Before they set out, they texted their parents to tell them not to worry. When the dawn broke and they returned safely to their base, they’d text again. Their mothers won’t ask what they did, and they won’t tell them. That’s how it always is. Their parents are proud of them: they’re combat soldiers.

As they formed up before leaving, their commanders checked their gear and ammunition, and gave them their final orders. The intelligence officer told them of the two wanted men; they must be found, at any price. Then the force went out into the night. Thirty soldiers. They went up the hill on foot.

They reached their target sometime after midnight. The village was deep in sleep, the orange security lights of the settlement across the way winking in the distance. And the order was given: Attack!

They leaped at the back door of the house and shook it until it was almost torn from its hinges. A dim light emanated from the second floor and a man came down in pajamas, still half asleep, to open the metal gate. Not one of them asked himself what he was doing there. Maybe that will happen when they grow up a little more. 

The first four entered with their machine guns at the ready. Black masks covered their faces; only their eyes peeped out. They pushed the shocked Palestinian backward. He tried to explain to them that the children were sleeping and he didn’t want them to wake up to the sight of a masked soldier above their bed.

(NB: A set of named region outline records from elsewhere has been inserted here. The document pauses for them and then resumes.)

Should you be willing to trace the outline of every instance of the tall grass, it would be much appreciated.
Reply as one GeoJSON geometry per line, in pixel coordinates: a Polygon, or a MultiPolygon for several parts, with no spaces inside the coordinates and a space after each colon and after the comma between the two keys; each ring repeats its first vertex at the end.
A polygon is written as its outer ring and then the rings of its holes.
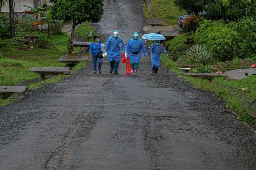
{"type": "Polygon", "coordinates": [[[185,13],[185,11],[180,12],[178,8],[175,6],[170,0],[154,0],[152,2],[152,7],[155,11],[155,16],[166,19],[169,25],[177,25],[179,15],[185,13]]]}

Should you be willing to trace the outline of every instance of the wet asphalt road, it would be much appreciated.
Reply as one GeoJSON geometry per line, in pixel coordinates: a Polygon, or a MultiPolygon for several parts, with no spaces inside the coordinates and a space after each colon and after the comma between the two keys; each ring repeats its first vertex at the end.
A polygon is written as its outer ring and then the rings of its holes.
{"type": "MultiPolygon", "coordinates": [[[[94,24],[102,41],[115,29],[126,45],[134,31],[143,34],[139,3],[104,3],[94,24]]],[[[0,108],[0,169],[255,169],[248,125],[224,112],[214,93],[162,66],[150,74],[148,55],[138,76],[126,75],[121,63],[114,75],[104,58],[101,74],[91,62],[0,108]]]]}

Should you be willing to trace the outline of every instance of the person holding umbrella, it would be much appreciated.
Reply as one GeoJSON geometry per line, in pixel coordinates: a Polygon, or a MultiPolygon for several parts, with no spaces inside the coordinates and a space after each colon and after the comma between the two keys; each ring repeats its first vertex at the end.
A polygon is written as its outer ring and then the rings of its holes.
{"type": "Polygon", "coordinates": [[[138,33],[135,32],[133,39],[130,40],[127,44],[126,53],[127,57],[129,56],[130,57],[130,62],[132,68],[131,73],[134,71],[135,76],[137,75],[138,68],[142,51],[144,53],[144,56],[146,57],[147,54],[145,46],[142,40],[139,38],[138,33]]]}
{"type": "Polygon", "coordinates": [[[161,53],[163,52],[165,48],[160,44],[160,40],[155,40],[155,44],[151,46],[149,52],[151,52],[151,62],[152,71],[151,73],[157,74],[161,58],[161,53]]]}
{"type": "Polygon", "coordinates": [[[115,30],[113,34],[114,35],[109,38],[107,41],[105,52],[107,53],[109,51],[108,55],[110,64],[109,73],[112,73],[114,70],[115,74],[118,74],[117,69],[121,58],[120,48],[122,48],[123,51],[125,50],[125,48],[123,39],[118,36],[118,31],[115,30]]]}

The soldiers wanted Tariq. And also Maliq. They ordered the Palestinian to take them to them. The two wanted men slept in a room that was all blue, including the sheets. The soldiers woke them with shouts. The wanted men woke up in a panic.

The soldiers ordered them to get up. Then they grabbed their arms, pushed them into two separate rooms and locked them in. Other soldiers broke into the house, whose inhabitants had all woken up in the meantime. Six-year-old Mahmoud began to cry: “Daddy, Daddy!”

The soldiers warned the two wanted men not to dare participate in any more demonstrations. “Next time, we’ll shoot you or arrest you,” they told Maliq. He remained locked up for about 40 minutes, until the force left. On their way out, the soldiers threw stun grenades into the yards of the homes they passed – the icing on the cake.

All of this happened about 10 days ago in Kafr Qaddum. All of it happens every night throughout the West Bank.

The two wanted men were aged 11 and 13. Tariq’s voice hasn’t broken yet, and Maliq has a bashful smile. Since that night, they will sleep only in their parents’ bed. Mahmoud has started wetting the bed. The large force of soldiers came in the dead of night just to intimidate them, and perhaps also to maintain their edge.

The Israel Defense Forces Spokesperson’s Unit wasn’t ashamed to say, “Soldiers spoke with youths who had taken part in the regular demonstrations in Qaddum.” That’s what IDF soldiers do: hold intimidating nighttime talks with children. That’s what they enlisted for. That’s what they’re proud of.

Kafr Qaddum, it’s worth noting, is a place that merits respect. It has been fighting for about five years now, with courage and determination, for the reopening of its access road – which was blocked because of the settlement of Kedumim. The settlement had grown right up to the edge of the road, leading to its closure.

Last Friday, Amos Harel reported in Haaretz about a steep decline in the number of young men from well-off families willing to serve in combat units. The Border Police is now the most sought-after unit, and its gates are mobbed by the weaker sections of society, whom Israel cynically incites against the Palestinians, so that all of them want to be Sgt. Elor Azaria.

Perhaps it’s good that the well-off are abandoning service in the territories. Or perhaps it’s bad, because they’re leaving it to others. Today, there is virtually no combat service in the IDF that doesn’t entail carrying out despicable missions like the operation in Kafr Qaddum.

This Friday, or the following one, Tariq and Maliq will resume demonstrating on the road, and perhaps they’ll also throw stones. They won’t forget the terrors of that night so quickly; those terrors will form their consciousness.

And the soldiers? They’ll continue to be heroes, in their own eyes and those of their people.